Mr. Gifford didn’t obtain spousal consent from Sara before receiving the 401(k) distribution. Sara sued, arguing that ERISA required her to consent to the payout. She lost.
ERISA does ban certain retirement plans from paying lump sums to married participants without spousal consent. For those plans, married participants must have their distribution disbursed in the form of a “qualified joint and survivor annuity” (QJSA) unless the spouse consents to another form of payment. A QJSA pays a monthly benefit over the participant’s lifetime and, if the spouse outlives the participant, pays the spouse a monthly benefit over the spouse’s remaining lifetime.
This spousal consent requirement does not apply to most 401(k) plans. It only applies if a 401(k) offers a lifetime annuity as an optional form of payment and a married participant elects for the lifetime annuity. Since the Walmart plan did not propose a lifetime annuity, Mr. Gifford didn’t need Sara’s approval before selecting a lump sum. It is important to note that, unlike most 401(k) plans, the spousal consent rule does apply to all ERISA-covered defined benefit pension plans.
The second type of spousal consent does apply to all 401(k) plans subject to ERISA. (Most 401(k) plans are subject to ERISA. Exceptions include the federal Thrift Savings Plan and solo 401(k) plans.) This rule requires the spouse of a married employee to agree to the employee’s designation of someone other than the spouse as a 401(k) beneficiary. So, if Mr. Gifford had attempted to name his daughter Emma as his 401(k) beneficiary, his wife Sara would have needed to consent to that designation.
This beneficiary rule does not apply to most IRAs since IRAs aren’t subject to ERISA. So, in most states, a married IRA owner can name anyone he wants as a beneficiary without first getting spousal consent. However, in community property states, spousal consent to a non-spouse beneficiary is required for IRAs opened during the marriage.
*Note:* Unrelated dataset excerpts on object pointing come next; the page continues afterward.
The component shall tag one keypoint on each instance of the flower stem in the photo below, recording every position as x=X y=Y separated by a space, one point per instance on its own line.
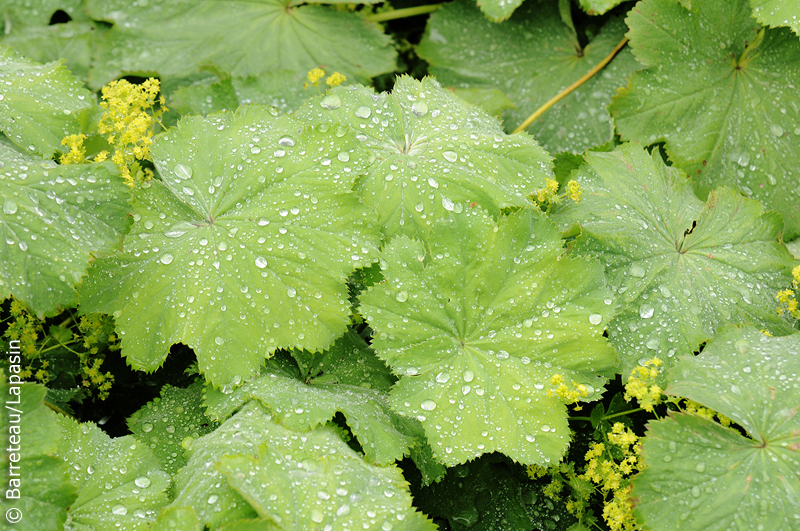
x=403 y=13
x=564 y=93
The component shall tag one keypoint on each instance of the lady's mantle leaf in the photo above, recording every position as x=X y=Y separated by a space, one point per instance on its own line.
x=432 y=152
x=702 y=476
x=729 y=116
x=166 y=421
x=478 y=322
x=681 y=269
x=39 y=104
x=120 y=485
x=303 y=406
x=53 y=218
x=243 y=248
x=31 y=436
x=241 y=37
x=314 y=481
x=777 y=13
x=539 y=59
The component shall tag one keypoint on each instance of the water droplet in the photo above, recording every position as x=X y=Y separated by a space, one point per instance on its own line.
x=331 y=102
x=419 y=109
x=428 y=405
x=183 y=172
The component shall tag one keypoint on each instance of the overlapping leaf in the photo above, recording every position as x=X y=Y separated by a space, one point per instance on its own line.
x=721 y=91
x=539 y=57
x=241 y=37
x=242 y=248
x=478 y=320
x=41 y=480
x=53 y=219
x=777 y=13
x=702 y=476
x=682 y=269
x=40 y=104
x=305 y=405
x=164 y=423
x=432 y=151
x=120 y=485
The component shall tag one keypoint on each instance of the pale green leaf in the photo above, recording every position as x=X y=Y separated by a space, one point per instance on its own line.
x=243 y=38
x=682 y=269
x=539 y=59
x=53 y=219
x=314 y=481
x=701 y=476
x=777 y=13
x=39 y=104
x=31 y=435
x=242 y=248
x=166 y=421
x=477 y=321
x=432 y=152
x=728 y=116
x=304 y=405
x=119 y=482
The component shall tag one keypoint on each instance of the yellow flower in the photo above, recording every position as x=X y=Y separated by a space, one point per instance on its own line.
x=335 y=79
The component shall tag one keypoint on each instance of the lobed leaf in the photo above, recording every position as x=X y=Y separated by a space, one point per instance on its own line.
x=682 y=269
x=243 y=247
x=540 y=58
x=119 y=482
x=477 y=321
x=723 y=97
x=431 y=152
x=703 y=476
x=54 y=219
x=40 y=104
x=241 y=37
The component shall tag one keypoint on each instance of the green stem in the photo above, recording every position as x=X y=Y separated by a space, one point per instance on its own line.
x=403 y=13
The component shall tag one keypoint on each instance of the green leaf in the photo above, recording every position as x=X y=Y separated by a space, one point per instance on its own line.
x=120 y=485
x=54 y=218
x=477 y=322
x=31 y=435
x=302 y=406
x=777 y=13
x=432 y=152
x=311 y=481
x=682 y=269
x=165 y=422
x=539 y=59
x=71 y=42
x=489 y=494
x=243 y=38
x=40 y=103
x=702 y=476
x=242 y=248
x=730 y=116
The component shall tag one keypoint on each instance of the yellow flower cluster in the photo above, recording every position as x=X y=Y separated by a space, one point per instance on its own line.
x=788 y=297
x=548 y=196
x=316 y=74
x=612 y=475
x=569 y=395
x=641 y=385
x=129 y=120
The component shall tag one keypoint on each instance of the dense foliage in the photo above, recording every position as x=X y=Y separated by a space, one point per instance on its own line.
x=275 y=264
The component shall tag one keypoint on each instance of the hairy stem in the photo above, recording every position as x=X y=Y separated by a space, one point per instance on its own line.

These rules are helpful to a married person (like Mr. Gifford) who wants to leave his retirement funds to someone besides his spouse. Once eligible, that married person can receive a lump sum 401(k) payment, roll over those funds to an IRA and designate anyone as a beneficiary. In most cases, neither the 401(k) distribution nor the IRA beneficiary designation requires spousal consent.